During a turn, a player can also play an Energy card from their hand or from their deck. Each Energy card has a type printed on its face and can be one of Grass, Fire, Water, Lightning, Psychic, Fighting, Darkness, Metal, or Fairy. Attacking costs the player the amount of Energy in its cost zone on the card (usually shown to the left of the attack name). Knocking out an opponent’s Pokemon takes a prize card and ends that player’s turn. The first player to knock out all six of their opponent’s Pokemon wins.


Many Pokemon cards feature stunning artwork that adds to the appeal of the game. Whether it’s the use of special foil or holographic effects or the detailed design, the artwork is what makes each card stand out from the rest.

The full art Pokemon card for Gyarados from the Ancient Origins set encapsulates the Pokemon’s powerful aura in its striking illustration. The artwork is simple yet effective, with the artist relying on the Pokemon’s color scheme and imposing features to create an eye-catching image.
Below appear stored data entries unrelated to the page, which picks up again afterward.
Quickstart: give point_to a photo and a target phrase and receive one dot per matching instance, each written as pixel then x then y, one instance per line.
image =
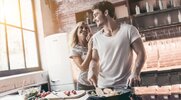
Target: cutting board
pixel 61 95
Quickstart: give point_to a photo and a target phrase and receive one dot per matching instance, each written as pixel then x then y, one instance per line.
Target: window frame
pixel 23 70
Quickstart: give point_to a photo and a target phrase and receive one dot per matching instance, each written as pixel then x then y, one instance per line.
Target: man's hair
pixel 103 6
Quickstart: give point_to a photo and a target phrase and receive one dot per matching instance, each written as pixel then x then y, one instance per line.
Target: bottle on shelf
pixel 156 21
pixel 137 9
pixel 87 18
pixel 169 19
pixel 160 4
pixel 179 16
pixel 147 7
Another card with excellent artwork is the Dragonite from the X & Y Legendary Collection, which highlights its ferocity in the middle of a battlefield. The ethereal background and piercing gaze make this card one of the most memorable in the series. Similarly, the full art Pokemon card for Umbreon from the same set shows the Psychic Pokemon curled around a spire, resembling the moon in its light and glow. The artist uses this motif to emphasize the Pokemon’s connection to the moon, a concept also echoed in the card’s name, “Moonlight Umbreon”.


Pokemon cards are released in sets, or booster packs, four times a year. Each set has a unique name and features about 200 new cards. Booster packs are sold individually or in a themed product like the special Pokemon tins and pre-release boxes that are available at some events.

A Pokemon card’s art shows the type of Pokemon and the attack it can perform. To the left of the attack is the energy cost, which shows how many and what kind of energy card you need to play that Pokemon’s attack. Pokemon cards also have special conditions, such as asleep, burned, confused, or paralyzed, that affect how they can be played.

A rarer variant of the card is the holofoil version. These cards have low pop counts and are sought after by collectors. The Topsun holofoil versions of Pikachu, Charizard, and Blastoise are the most famous for their low pop counts. This creates a challenge for collectors to find high-grade copies of these cards.